As for Fincher, it’s a rather unconventional choice. For a director whose career was founded upon abrasive, highly taut mystery-thrillers like Se7en or Fight Club, he seems to be very comfortable with a modest little film about the making of a website which probably wouldn’t appeal to anybody else. For the most part, his direction is completely restrained, confining himself to claustrophobic hallway confrontations and ambient tracking shots about Harvard Campus. Not that this is a fault, as Fincher seems very at home here, and certainly keeps it engaging amid the curt script, making a seemingly impenetrable subject crystal clear. (A brief Hitchcockian pastiche is also present).
But the true revelation here is Justin Timberlake, who plays Sean Parker. Sean is the slick-talking creator of Napster, fellow-hacker and self-proclaimed ‘entrepreneur’. The character appears here as the catalyst that wraps Mark around his finger and whisks him off to L.A. Often appearing as merely ‘JT’ in the previous claptrap we’ve seen from him, it is here that he excels. Depicting an exuberant, priggish flirt, Timberlake skillfully adapts his pretty-boy image to his advantage, at the same time keeping it his cool. The film’s Tyler Durden, if you will.
Kudos to the superb score by Trent Reznor and Atticus Ross, too. Without it, the underlying themes of sadness and jealousy would be a little harder to place. Their first foray into the cinematic, Reznor (of Nine Inch Nails fame) and Ross collaborate an ideal blend of 80s-style metallic beats and harsh guitars with synthesized strings, accompanied by simple and innocent piano, investing the film’s understated subject matter with graceful melancholy.
In the film’s last moments, Mark’s character abruptly takes full form; intolerable in parts but understandable, his alienation from his friends transforms him from the obsessive antihero to the woeful tragic hero. At this, he finally takes the very first step to make amends with the tainted world he has left behind. Of course, a Facebook friend request isn’t considered too meaningful in this generation, but screenwriter Sorkin has already said that modern movies were not his road map. The likes of Aristotle and the Greek Classics are clearly present, and if you dissect the events of friendship, jealous, ambition and betrayal against the backdrop of Harvard, you will find an equally triumphant fable. And yet at the same time, the film is truly emblematic of the idiocy of our post-millennial society: the naive expectancy of wish fulfillment at the click of a mouse.

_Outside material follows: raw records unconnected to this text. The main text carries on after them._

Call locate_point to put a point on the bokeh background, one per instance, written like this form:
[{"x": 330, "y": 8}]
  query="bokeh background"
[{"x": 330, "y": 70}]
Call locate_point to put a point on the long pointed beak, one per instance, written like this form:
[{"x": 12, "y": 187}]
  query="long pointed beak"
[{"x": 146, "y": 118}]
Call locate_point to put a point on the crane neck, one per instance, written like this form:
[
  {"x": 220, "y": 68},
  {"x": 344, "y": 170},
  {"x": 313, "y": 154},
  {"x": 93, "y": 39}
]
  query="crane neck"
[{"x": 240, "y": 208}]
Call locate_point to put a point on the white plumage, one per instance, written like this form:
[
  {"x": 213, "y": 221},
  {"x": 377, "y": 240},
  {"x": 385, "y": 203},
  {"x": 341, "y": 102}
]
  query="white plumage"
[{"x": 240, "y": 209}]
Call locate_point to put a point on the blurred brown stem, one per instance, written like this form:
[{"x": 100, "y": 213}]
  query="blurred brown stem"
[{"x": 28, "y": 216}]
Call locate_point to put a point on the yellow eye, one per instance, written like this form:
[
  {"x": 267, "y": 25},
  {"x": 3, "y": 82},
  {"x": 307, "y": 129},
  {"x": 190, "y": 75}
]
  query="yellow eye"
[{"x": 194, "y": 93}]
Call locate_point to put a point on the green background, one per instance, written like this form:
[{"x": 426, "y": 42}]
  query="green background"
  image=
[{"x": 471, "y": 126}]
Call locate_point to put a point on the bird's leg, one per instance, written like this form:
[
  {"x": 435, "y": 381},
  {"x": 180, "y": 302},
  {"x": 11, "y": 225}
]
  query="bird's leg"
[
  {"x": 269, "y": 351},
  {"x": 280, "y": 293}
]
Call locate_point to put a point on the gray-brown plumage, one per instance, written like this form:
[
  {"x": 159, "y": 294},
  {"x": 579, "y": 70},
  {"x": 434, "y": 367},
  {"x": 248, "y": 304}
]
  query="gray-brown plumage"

The Social Network is one of the year’s best, worthy of its zeitgeist and rich in emotional brutality and unexpected humour. Beneath its modern veneer is proof that a classic tale of innocence lost by greed doesn’t require over-trodden cliches to be accessible. Topped by a sardonic use of The Beatles ‘Baby, You’re A Rich Man’, the man who allowed us to de-friend is left staring bleakly into his computer screen, facing another evening alone.